Vivir en un batey tiene sus ventajas: todos se conocen. Manuelita es como una familia grande. Sus habitantes se ayudan y apoyan en los momentos difíciles, ríen y celebran cuando se puede. La vida no es fácil; los días comienzan temprano, cada cual a sus tareas: en los campos de caña, en la escuela, las oficinas o dentro del Central 14 de Julio. El olor a melao de caña y los sonidos estridentes quedan impregnados en la memoria como algo visceral, así como la alegría de la gente en su bullicio diario.

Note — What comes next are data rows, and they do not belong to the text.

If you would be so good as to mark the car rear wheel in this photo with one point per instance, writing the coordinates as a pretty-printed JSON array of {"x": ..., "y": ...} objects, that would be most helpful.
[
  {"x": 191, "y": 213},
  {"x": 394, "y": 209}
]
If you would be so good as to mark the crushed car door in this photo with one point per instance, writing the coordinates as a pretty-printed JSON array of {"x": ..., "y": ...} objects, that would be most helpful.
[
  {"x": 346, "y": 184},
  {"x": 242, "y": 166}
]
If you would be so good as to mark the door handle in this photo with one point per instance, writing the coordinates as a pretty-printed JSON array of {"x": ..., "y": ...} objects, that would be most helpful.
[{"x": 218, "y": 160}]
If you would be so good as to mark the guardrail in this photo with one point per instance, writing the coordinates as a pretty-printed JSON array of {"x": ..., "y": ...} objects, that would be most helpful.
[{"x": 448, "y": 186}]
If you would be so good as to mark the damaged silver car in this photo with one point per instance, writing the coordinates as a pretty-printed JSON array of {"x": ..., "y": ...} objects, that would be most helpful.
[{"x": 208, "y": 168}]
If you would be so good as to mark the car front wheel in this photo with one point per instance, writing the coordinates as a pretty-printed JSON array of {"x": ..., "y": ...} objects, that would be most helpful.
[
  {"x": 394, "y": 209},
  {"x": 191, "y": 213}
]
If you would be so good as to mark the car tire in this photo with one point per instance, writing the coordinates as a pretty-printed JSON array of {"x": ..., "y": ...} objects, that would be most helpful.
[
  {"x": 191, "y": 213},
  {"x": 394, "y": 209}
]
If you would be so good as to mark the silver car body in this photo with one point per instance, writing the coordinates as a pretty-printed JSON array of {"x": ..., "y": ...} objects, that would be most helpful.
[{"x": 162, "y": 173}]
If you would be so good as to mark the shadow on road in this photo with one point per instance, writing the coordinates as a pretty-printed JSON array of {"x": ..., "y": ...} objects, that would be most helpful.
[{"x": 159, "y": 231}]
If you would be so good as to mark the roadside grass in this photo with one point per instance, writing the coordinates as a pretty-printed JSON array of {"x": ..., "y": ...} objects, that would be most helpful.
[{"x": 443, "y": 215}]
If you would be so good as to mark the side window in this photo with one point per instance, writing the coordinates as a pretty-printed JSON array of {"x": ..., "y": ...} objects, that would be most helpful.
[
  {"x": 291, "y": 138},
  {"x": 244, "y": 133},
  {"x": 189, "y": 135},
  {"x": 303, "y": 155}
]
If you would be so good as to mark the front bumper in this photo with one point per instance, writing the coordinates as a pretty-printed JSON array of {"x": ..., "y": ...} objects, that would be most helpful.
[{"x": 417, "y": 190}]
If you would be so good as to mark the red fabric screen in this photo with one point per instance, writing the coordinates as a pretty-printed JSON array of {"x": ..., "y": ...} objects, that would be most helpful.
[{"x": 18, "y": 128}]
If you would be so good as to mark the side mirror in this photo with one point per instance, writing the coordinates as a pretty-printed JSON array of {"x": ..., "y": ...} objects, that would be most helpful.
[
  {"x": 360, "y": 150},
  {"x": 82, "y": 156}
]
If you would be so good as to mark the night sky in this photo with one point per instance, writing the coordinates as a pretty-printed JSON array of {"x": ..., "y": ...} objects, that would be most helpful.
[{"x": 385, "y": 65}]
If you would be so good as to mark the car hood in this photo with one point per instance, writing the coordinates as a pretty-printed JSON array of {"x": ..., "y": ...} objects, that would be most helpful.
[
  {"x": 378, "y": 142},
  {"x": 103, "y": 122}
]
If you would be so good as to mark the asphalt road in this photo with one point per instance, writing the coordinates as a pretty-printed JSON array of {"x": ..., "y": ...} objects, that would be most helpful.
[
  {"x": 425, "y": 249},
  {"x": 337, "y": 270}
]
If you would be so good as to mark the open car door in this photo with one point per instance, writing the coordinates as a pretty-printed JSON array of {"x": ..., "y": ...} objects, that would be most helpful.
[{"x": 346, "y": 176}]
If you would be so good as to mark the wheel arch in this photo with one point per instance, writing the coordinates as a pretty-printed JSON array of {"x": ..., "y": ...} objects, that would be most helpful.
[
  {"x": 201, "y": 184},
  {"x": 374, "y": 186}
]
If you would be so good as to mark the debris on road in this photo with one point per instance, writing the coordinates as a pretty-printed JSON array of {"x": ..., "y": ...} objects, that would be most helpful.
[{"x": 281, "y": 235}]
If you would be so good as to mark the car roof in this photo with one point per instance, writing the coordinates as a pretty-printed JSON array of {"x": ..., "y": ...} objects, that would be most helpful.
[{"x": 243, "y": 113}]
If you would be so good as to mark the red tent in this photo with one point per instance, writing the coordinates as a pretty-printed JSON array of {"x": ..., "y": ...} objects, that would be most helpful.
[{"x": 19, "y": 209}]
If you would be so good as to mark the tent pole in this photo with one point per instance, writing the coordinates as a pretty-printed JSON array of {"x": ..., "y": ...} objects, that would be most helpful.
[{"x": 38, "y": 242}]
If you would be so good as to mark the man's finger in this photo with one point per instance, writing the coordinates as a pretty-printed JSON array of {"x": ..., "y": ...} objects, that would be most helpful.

Los años pasan y el batey sigue igual, como detenido en el tiempo. Los viejos barracones de esclavos convertidos en casas; los animales que vagabundean por las calles como parte del paisaje; los niños descalzos corriendo y comiendo guayabas. Con el paso del tiempo los caminos se han vuelto casi intransitables y la atención a la población ha decrecido. En los tiempos libres hay muy poco que hacer. Los centros de recreación ya no funcionan o no existen, y las ofertas culturales y gastronómicas no llegan a estos parajes.
Los niños y los ancianos no tienen suficientes espacios para su atención y cuidado, además de sitios recreativos o deportivos para su esparcimiento. Los jóvenes y adultos, por falta de mejores ofertas, ocupan su tiempo libre con juegos ilícitos y alcohol.
El ánimo de los pobladores no es el de antaño, pero sus deseos y sueños de mejorar el espacio común se mantienen, para que las generaciones pasen y continúen la misma tradición de convertir la caña en azúcar.